The type of budget variance depicted in this scenario is a **Favorable Cost Variance**. This indicates that the actual costs incurred for coding services were lower than what was initially budgeted. In this case, the coding consultant was paid $19,449.50 for coding 5,557 charts at a rate of $3.50 per chart, which is lower than the budgeted amount for this service. This favorable variance implies efficient cost management, as the organization saved money compared to the anticipated expense.
Committed Expenses: Committed expenses refer to fixed costs that are essential and unavoidable. In this context, the committed expenses include the agreed-upon payment to the coding consultant, calculated based on the rate per chart ($3.50).
Discretionary Expenses: Discretionary expenses, also known as variable costs, are more flexible and can be adjusted based on organizational needs. The coding consultant’s contract is a discretionary expense since it can be shortened or extended based on circumstances.
While a favorable cost variance signifies efficient cost control, there are strategies for further improvement:
Monitoring Demand: The significant reduction in coding volume after three months could be attributed to internal staffing changes. To improve planning, a more accurate forecast of coding demand should be conducted, considering potential fluctuations.
Performance Metrics:Implement performance metrics to track the coding consultant’s efficiency and accuracy. This can provide insights into their contribution and help optimize the coding process.
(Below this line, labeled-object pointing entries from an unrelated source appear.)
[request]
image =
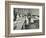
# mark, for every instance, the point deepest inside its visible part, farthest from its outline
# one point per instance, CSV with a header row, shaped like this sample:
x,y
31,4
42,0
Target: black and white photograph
x,y
25,18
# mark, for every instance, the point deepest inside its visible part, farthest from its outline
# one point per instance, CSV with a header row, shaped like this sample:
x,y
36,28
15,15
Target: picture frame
x,y
9,5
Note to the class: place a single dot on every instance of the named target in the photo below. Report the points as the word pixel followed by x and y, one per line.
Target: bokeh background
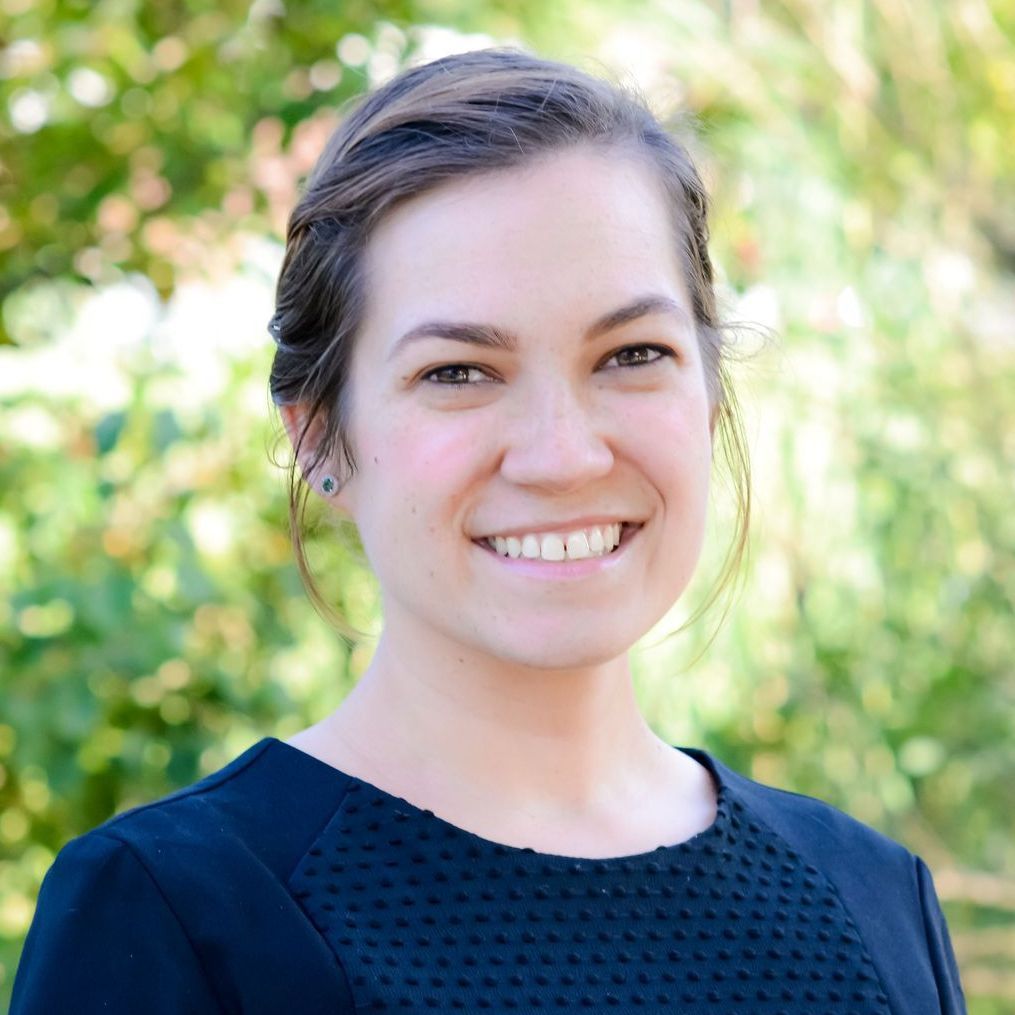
pixel 862 157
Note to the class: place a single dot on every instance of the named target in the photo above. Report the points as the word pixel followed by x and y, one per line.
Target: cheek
pixel 413 472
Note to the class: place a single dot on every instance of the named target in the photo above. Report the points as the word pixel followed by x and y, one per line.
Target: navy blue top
pixel 281 884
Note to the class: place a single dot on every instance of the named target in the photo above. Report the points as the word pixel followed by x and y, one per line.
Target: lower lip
pixel 562 570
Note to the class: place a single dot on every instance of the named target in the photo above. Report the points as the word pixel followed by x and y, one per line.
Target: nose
pixel 555 440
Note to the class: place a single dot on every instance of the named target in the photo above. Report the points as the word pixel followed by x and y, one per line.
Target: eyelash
pixel 662 352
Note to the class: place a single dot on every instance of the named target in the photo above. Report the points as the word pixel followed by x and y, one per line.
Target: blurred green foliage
pixel 862 157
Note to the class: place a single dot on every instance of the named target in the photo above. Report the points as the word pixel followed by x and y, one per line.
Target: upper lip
pixel 571 525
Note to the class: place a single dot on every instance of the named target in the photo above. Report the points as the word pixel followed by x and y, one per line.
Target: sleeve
pixel 105 939
pixel 939 946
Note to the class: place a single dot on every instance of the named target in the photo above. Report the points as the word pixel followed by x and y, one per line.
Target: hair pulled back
pixel 458 117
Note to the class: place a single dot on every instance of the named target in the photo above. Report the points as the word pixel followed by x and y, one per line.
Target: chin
pixel 574 654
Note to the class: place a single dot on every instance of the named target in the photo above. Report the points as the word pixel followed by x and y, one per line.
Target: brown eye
pixel 638 355
pixel 455 375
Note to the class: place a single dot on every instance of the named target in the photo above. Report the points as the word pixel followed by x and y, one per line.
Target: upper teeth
pixel 577 545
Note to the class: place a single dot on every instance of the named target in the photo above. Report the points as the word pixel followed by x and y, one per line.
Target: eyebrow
pixel 491 337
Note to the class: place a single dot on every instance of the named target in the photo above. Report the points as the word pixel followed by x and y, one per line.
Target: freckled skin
pixel 540 253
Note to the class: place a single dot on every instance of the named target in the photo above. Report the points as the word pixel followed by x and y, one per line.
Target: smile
pixel 580 544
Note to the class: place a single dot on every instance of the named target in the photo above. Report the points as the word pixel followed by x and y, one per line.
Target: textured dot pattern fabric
pixel 423 916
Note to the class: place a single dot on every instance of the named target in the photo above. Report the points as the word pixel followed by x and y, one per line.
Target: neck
pixel 466 725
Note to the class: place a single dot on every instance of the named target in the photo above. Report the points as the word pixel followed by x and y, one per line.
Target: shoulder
pixel 184 903
pixel 813 827
pixel 887 891
pixel 266 806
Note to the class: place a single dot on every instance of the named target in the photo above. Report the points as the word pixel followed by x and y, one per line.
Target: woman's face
pixel 527 383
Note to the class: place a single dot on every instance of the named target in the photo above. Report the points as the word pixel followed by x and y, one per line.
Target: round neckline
pixel 697 841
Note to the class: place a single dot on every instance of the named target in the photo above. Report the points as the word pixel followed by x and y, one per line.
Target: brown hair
pixel 457 117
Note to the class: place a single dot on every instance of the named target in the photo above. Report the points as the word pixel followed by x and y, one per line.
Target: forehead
pixel 561 239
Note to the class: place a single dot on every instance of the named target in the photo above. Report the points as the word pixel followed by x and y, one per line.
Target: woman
pixel 498 355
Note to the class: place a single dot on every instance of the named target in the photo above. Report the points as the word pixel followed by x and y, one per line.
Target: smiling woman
pixel 498 355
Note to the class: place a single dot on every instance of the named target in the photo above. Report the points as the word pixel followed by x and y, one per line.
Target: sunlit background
pixel 862 159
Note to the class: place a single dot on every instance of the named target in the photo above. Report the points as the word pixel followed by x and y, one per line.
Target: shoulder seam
pixel 831 883
pixel 205 785
pixel 168 905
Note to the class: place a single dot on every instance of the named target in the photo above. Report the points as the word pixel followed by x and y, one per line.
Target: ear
pixel 294 417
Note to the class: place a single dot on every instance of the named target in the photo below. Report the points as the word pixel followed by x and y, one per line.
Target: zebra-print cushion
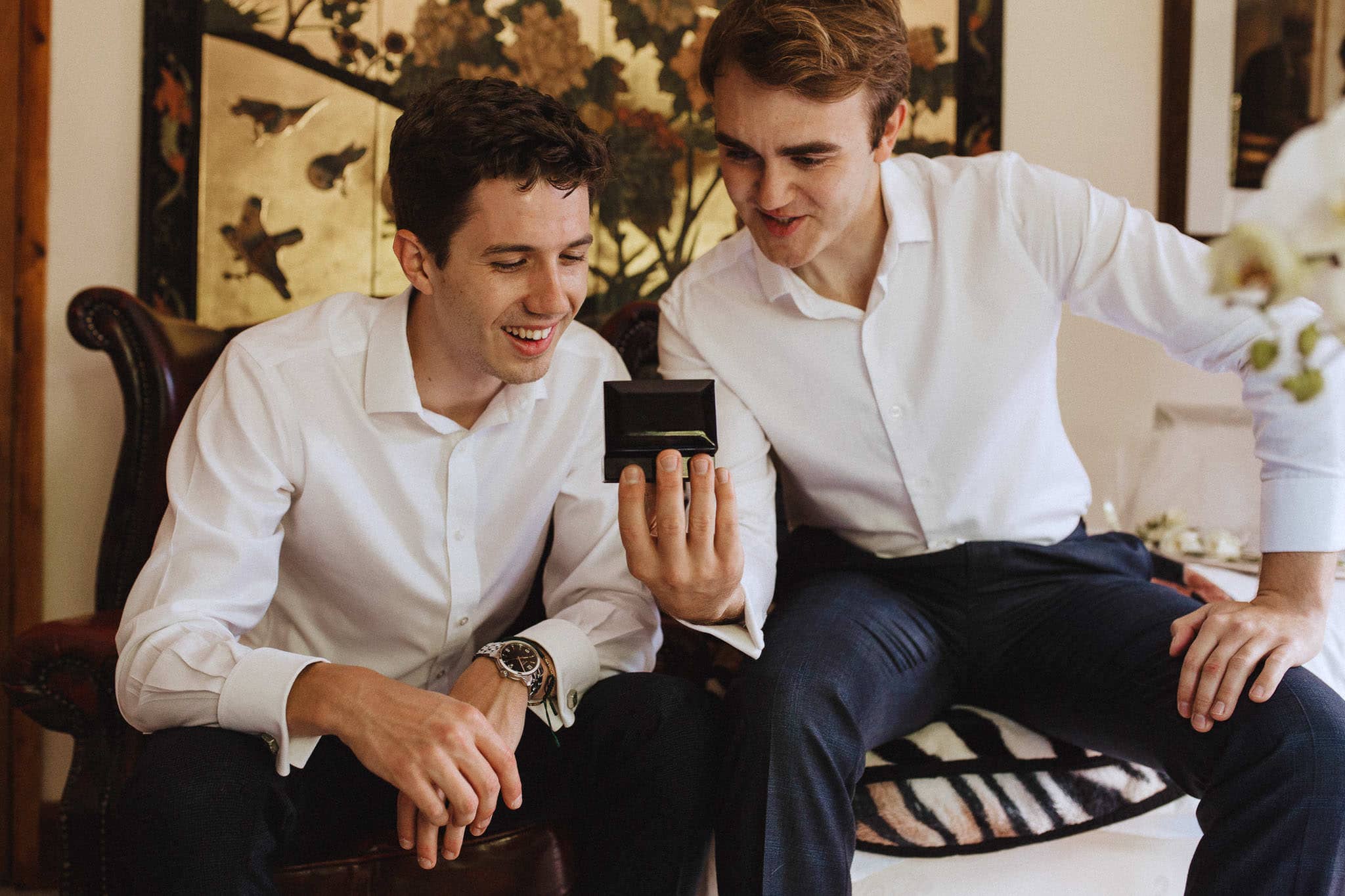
pixel 969 782
pixel 974 782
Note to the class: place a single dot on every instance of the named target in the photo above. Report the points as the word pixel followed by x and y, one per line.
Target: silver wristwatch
pixel 522 661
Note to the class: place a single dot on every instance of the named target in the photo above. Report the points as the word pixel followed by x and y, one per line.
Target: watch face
pixel 519 657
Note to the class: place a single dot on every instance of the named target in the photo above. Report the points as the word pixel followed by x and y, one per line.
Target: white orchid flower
pixel 1255 265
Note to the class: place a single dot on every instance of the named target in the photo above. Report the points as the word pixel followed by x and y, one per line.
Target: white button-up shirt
pixel 930 418
pixel 317 511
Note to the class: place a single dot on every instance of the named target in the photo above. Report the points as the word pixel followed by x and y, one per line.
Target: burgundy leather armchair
pixel 61 673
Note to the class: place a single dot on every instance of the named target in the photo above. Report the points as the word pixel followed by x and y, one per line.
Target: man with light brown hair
pixel 884 332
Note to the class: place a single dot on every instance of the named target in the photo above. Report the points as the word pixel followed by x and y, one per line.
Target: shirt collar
pixel 908 222
pixel 390 379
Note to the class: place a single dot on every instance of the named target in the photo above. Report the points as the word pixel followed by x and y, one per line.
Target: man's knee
pixel 1301 729
pixel 791 706
pixel 654 711
pixel 194 789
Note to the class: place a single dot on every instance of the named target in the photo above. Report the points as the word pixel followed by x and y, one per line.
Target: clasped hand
pixel 1224 644
pixel 449 757
pixel 690 558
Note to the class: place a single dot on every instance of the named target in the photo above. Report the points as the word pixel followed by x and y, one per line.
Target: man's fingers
pixel 1214 672
pixel 502 762
pixel 1191 671
pixel 460 796
pixel 427 839
pixel 430 802
pixel 452 842
pixel 483 781
pixel 631 517
pixel 479 826
pixel 726 516
pixel 1184 630
pixel 1241 668
pixel 671 527
pixel 699 519
pixel 1277 664
pixel 405 820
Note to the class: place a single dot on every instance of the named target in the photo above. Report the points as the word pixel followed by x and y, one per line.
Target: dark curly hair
pixel 824 51
pixel 463 132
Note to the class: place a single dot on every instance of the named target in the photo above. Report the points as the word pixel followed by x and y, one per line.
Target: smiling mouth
pixel 530 341
pixel 780 226
pixel 529 335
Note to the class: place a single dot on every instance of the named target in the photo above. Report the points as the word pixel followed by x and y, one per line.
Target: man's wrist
pixel 323 696
pixel 1301 581
pixel 732 612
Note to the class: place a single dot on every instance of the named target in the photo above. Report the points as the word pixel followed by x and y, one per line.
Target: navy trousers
pixel 206 813
pixel 1070 640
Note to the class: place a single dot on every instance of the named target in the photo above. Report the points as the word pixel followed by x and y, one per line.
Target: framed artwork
pixel 267 125
pixel 1239 78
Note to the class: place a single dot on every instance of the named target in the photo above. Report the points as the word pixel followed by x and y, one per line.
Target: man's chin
pixel 786 253
pixel 525 371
Flexible Contracts: The organization could negotiate a more flexible contract with the coding consultant, allowing adjustments based on real-time demand, which can lead to cost savings in the long run.
Skill Transfer: Consider providing training for in-house staff to manage coding tasks, reducing reliance on external consultants and promoting sustainability.
Understanding budget variances is crucial for effective financial management. In this scenario, the favorable cost variance indicates efficient cost control in the coding consultant contract. Committed and discretionary expenses play roles in budget variances, with the former being fixed and the latter adjustable. To further improve performance, strategies such as accurate demand forecasting, performance metrics, flexible contracts, and skill transfer can be employed to ensure optimal utilization of resources.